Our principal component analysis (PCA) demonstrated a large shift in astrocyte miRNA expression in monoculture versus coculture. IWCA and IKOCA cocultured with U87 cells had strong similarity in PCA and Pearson coefficient. It appears that astrocytes, independent of Cx43, shift their miRNA expression with exposure to GBM, perhaps as a defensive mechanism. While this large shift occurs in both IWCA and IKOCA, there remains a marked suppression of invasion when astrocytic Cx43 is absent, therefore the subset of miRNAs differentially found in Cx43-expressing astrocytes may contribute to GBM circumventing astrocytic defenses.

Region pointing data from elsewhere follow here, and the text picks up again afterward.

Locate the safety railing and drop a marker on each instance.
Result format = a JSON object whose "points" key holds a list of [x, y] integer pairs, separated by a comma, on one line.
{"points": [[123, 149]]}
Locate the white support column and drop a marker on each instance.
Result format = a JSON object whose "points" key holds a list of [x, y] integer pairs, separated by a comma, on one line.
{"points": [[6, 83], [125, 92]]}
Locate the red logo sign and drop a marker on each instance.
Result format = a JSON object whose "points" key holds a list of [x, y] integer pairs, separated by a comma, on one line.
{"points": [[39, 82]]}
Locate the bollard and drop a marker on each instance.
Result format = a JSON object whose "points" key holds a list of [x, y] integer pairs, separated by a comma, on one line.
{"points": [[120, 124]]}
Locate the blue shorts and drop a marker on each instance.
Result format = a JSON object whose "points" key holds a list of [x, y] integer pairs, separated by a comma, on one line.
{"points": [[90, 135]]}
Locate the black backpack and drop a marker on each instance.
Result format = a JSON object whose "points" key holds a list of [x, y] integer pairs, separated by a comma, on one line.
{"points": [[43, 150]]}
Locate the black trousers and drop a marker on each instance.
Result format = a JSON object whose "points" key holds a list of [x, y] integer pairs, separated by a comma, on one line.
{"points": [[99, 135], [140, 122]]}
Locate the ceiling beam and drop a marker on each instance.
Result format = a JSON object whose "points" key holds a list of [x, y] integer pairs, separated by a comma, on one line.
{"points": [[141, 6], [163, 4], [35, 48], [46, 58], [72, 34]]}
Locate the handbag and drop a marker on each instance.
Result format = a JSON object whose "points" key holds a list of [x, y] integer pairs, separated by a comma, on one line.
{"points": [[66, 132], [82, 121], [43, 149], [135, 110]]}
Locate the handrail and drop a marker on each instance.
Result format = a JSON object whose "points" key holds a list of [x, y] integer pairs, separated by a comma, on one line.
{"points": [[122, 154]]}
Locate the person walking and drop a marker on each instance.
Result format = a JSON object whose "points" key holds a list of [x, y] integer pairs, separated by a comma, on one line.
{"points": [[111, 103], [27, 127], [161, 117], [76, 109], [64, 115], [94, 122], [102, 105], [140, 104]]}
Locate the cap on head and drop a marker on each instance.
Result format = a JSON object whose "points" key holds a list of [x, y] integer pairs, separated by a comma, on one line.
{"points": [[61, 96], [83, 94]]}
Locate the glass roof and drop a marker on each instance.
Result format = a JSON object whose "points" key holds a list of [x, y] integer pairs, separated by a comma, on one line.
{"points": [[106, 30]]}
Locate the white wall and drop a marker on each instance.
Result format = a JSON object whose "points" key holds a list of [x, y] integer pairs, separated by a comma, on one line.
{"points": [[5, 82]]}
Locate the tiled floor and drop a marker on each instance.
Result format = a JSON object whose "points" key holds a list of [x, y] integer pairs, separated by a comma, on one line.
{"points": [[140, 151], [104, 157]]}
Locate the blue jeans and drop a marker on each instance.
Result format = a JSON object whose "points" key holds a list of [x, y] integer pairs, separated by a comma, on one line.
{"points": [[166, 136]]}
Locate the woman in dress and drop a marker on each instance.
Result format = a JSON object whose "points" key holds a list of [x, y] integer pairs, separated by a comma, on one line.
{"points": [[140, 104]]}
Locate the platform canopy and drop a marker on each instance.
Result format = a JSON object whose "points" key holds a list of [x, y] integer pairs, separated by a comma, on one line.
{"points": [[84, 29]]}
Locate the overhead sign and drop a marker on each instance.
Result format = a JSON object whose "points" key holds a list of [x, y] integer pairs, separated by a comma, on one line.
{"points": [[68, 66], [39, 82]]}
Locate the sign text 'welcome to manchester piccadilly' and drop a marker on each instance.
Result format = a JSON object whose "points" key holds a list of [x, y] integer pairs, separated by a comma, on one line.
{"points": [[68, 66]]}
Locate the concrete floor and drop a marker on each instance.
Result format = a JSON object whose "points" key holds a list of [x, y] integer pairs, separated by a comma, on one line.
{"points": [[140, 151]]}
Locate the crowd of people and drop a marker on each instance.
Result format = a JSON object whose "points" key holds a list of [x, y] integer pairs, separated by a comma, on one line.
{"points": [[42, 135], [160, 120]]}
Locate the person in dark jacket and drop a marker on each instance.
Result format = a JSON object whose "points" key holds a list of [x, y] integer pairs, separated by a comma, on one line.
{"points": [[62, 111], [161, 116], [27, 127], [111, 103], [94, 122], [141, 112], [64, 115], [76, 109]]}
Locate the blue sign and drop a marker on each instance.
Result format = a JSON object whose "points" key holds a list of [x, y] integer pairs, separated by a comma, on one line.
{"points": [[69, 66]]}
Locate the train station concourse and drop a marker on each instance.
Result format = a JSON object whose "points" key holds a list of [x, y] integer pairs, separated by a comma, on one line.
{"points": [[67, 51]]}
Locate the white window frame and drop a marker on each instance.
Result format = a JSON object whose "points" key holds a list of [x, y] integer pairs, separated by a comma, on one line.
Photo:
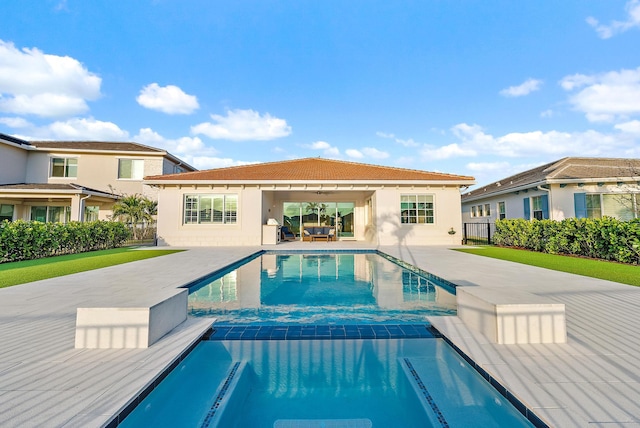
{"points": [[502, 210], [192, 212], [533, 201], [420, 212], [65, 166], [133, 170], [66, 212]]}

While miRNAs, as linear molecules, may be able to traverse the GJ pore for direct exchange³⁴, miRNAs are an order of magnitude larger than the 1kDa size exclusion limit of Cx43 pores⁴⁴. Another means by which miRNA may be transferred preferentially from one cell to another is biased endocytosis of GJ plaques. GJ plaques are terminally mated, and entire plaques are taken up into one of two joined cells. Cytoplasmic material is engulfed by membrane invagination and taken up into the endocytic vesicle⁴⁵. The endosome is a signaling hub⁴⁶ and exchange of cytoplasmic contents from GBM to astrocytes may manipulate astrocyte behavior, creating an invasion-permissive environment along vascular tracts within the brain. Our data show the GJ plaque is predominantly endocytosed in astrocytes, roughly 75% of the time. The exact reason for this bias is unclear, but potential explanations include high metabolic rate of GBM cells⁴⁷ and selective Cx43 C-terminal modifications⁴⁸, consistent with our data demonstrating elimination of biased endocytosis in C-terminal truncation mutants. There are other proposed means of miRNA transit between cancer and neighboring cells, including exosomes⁴⁹, high density lipoprotein (HDL) transport⁵⁰, and tunneling nanotubes⁵¹. Exosomes can possess Cx43 in their lipid membrane, which may facilitate miRNA transfer and targeting to cells possessing homotypic Cx43⁵².

Conclusion

GBM, the deadliest adult CNS tumor, invades along tracts within the brain, rendering current treatment regimens ineffective long term. We find that deletion of Cx43 in astrocytes in situ greatly reduces invasion, demonstrating that GBM-astrocyte gap junctions contribute to initiation of invasion. Our data suggest that transfer of specific miRNAs, via biased endocytic uptake of Cx43 plaques, may be the culprit mechanism, leading to altered astrocyte translation of adhesion proteins. Our ex vivo slice culture invasion model provides a platform for further investigation of GBM-astrocyte interactions at the peritumoral interface, methods to block such interactions, and study of miRNA targets and their effects.

Implications:

Cx43-mediated communication, specifically miRNA transfer, profoundly impacts glioblastoma invasion and may enable further therapeutic insight.